The 2019 findings from the National Center for Education Statistics concur. According to its report, those ages 34 to 44 — the ages of many service members post-retirement — who have a college degree or higher, have an 87.9% employment rate compared to those who have high school level education, which holds a 74.6% employment rate.
Army Staff Sgt. Ulisses Bautista started working towards his college degree while on tour in Korea at the age of 34.
“I started college because I wanted to do something that would benefit me while I was in the military. I was also thinking about retirement, and having my degree will give me a head start for job searching once I retire,” Bautista said.
Since he began, he has achieved his associate degree and is now pursuing a bachelor’s degree.
“For me, starting was the hardest part. Once you’re in the groove, it becomes easier, especially if you’re doing something you love, which I am,” he said.
Bautista suggests considering three factors when starting school:
- Is my program of interest available locally or virtually?
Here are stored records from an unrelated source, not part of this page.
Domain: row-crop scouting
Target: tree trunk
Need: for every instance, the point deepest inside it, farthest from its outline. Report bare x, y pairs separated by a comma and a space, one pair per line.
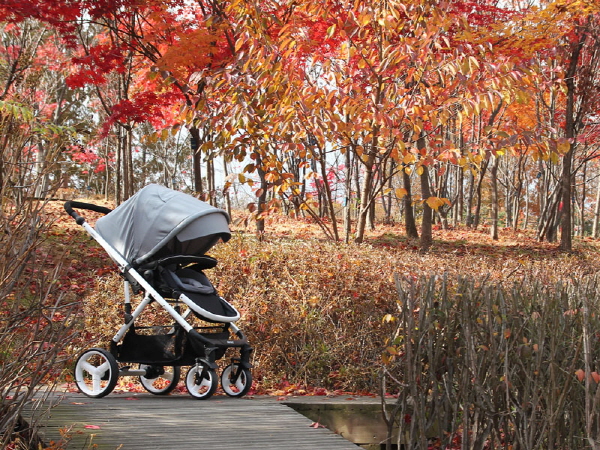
596, 213
566, 240
365, 197
197, 160
226, 192
495, 201
426, 224
348, 199
477, 214
409, 211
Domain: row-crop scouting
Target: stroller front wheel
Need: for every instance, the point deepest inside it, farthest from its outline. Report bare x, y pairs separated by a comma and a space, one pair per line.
160, 380
96, 372
201, 383
236, 381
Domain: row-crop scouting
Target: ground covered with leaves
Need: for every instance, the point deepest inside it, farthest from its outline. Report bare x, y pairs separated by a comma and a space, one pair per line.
318, 313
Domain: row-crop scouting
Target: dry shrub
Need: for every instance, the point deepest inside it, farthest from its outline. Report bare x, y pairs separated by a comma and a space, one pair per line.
36, 315
314, 310
491, 366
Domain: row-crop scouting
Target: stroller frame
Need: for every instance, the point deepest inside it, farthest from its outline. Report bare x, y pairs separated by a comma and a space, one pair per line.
97, 370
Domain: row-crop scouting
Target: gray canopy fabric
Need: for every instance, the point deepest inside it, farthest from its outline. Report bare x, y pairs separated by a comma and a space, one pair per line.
158, 222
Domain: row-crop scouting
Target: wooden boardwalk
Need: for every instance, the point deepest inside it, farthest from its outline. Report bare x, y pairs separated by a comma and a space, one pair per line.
145, 421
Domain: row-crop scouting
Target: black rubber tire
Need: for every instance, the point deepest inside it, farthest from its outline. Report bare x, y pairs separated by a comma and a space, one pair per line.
201, 383
241, 385
96, 372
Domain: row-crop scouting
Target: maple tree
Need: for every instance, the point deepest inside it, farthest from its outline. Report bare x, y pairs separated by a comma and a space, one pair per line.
336, 105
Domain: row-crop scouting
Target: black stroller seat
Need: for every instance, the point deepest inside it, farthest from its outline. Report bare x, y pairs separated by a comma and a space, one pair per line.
159, 239
191, 284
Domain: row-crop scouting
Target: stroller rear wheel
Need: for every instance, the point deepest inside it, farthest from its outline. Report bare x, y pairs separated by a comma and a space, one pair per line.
96, 372
201, 383
160, 380
236, 381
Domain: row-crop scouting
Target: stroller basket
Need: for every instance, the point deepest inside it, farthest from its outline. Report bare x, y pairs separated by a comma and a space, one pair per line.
158, 239
163, 346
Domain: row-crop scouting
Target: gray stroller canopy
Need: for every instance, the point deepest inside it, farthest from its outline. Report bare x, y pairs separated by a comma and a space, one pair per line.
158, 222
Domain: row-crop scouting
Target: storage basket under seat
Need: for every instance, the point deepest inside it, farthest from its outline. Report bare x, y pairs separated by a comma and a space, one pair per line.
165, 346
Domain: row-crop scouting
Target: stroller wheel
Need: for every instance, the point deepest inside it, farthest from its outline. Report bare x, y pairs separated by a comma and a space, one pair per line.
201, 383
160, 380
96, 372
235, 381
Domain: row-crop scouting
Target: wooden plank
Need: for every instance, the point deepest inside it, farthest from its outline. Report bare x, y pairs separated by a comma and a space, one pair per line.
145, 421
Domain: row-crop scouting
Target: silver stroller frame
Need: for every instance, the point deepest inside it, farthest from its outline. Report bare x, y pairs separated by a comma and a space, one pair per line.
159, 357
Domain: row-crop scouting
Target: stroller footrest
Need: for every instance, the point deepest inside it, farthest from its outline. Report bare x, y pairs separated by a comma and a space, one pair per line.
210, 307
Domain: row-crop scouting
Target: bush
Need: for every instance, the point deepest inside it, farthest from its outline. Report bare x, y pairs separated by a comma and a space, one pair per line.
494, 367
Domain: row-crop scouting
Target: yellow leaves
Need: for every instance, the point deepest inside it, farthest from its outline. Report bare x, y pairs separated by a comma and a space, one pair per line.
435, 202
563, 146
400, 193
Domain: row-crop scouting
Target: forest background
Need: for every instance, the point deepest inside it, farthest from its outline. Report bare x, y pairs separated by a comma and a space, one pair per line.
479, 116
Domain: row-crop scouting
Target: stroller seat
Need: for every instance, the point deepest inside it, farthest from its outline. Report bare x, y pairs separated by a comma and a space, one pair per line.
198, 293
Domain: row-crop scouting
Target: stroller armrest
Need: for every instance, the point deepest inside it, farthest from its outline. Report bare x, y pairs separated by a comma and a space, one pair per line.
200, 262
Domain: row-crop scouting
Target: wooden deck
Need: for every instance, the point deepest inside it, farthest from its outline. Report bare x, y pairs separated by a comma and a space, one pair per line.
145, 421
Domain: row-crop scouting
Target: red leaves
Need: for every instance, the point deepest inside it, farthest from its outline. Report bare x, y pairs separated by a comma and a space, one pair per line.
100, 60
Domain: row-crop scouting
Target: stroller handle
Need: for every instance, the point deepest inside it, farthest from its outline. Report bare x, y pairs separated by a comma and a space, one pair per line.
88, 206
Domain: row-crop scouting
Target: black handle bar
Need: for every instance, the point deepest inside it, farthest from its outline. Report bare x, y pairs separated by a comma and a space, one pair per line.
79, 205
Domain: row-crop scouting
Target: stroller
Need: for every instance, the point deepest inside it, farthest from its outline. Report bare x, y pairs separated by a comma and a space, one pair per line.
158, 238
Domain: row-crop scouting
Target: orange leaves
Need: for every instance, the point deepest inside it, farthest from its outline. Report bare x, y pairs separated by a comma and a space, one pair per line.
435, 202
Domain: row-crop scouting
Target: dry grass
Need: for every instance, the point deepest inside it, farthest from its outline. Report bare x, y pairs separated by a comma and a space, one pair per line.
314, 309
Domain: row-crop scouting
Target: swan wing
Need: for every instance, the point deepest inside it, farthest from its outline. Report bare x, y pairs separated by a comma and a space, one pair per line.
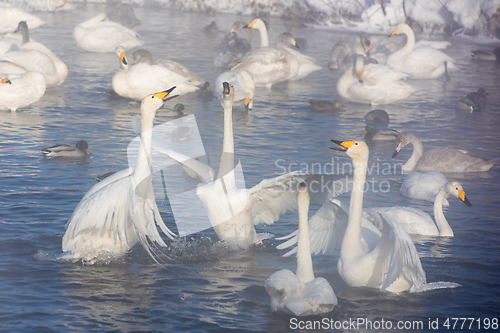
272, 197
398, 247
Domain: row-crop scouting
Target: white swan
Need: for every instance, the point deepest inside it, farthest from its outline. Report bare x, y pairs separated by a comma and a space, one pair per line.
98, 34
168, 64
393, 265
233, 48
375, 84
270, 66
233, 211
121, 210
443, 159
423, 185
143, 79
34, 56
20, 90
242, 83
416, 221
423, 62
10, 18
301, 294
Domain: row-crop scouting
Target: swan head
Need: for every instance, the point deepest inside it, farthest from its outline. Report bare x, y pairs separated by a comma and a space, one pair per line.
369, 129
355, 149
402, 140
153, 102
142, 53
120, 53
455, 188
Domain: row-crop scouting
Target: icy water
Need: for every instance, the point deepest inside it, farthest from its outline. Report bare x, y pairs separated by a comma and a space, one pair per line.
206, 288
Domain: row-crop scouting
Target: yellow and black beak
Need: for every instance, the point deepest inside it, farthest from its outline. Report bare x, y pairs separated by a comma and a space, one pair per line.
342, 145
164, 95
461, 195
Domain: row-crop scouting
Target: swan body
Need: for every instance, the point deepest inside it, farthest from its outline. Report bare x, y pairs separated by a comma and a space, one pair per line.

- Will my benefits cover the costs of the program?
- What type of scheduling flexibility will I need while attending classes?
Service members can also speak with the base education center about academic options like onsite learning versus virtual, program terms, and tuition benefits.
Tips for balancing education and active-duty service
Army Sgt. 1st Class Steven Alwine is currently studying for his Bachelor of Art in marketing from American Military University. His course load is full time and fully virtual.
Like many service members, Alwine is not only working toward furthering his current career, but he is also looking forward to post-military options. He said with his degree in marketing, he will not only be able to apply the skills he learns for a future marketing career, but he will learn skills that he can apply while on active-duty service.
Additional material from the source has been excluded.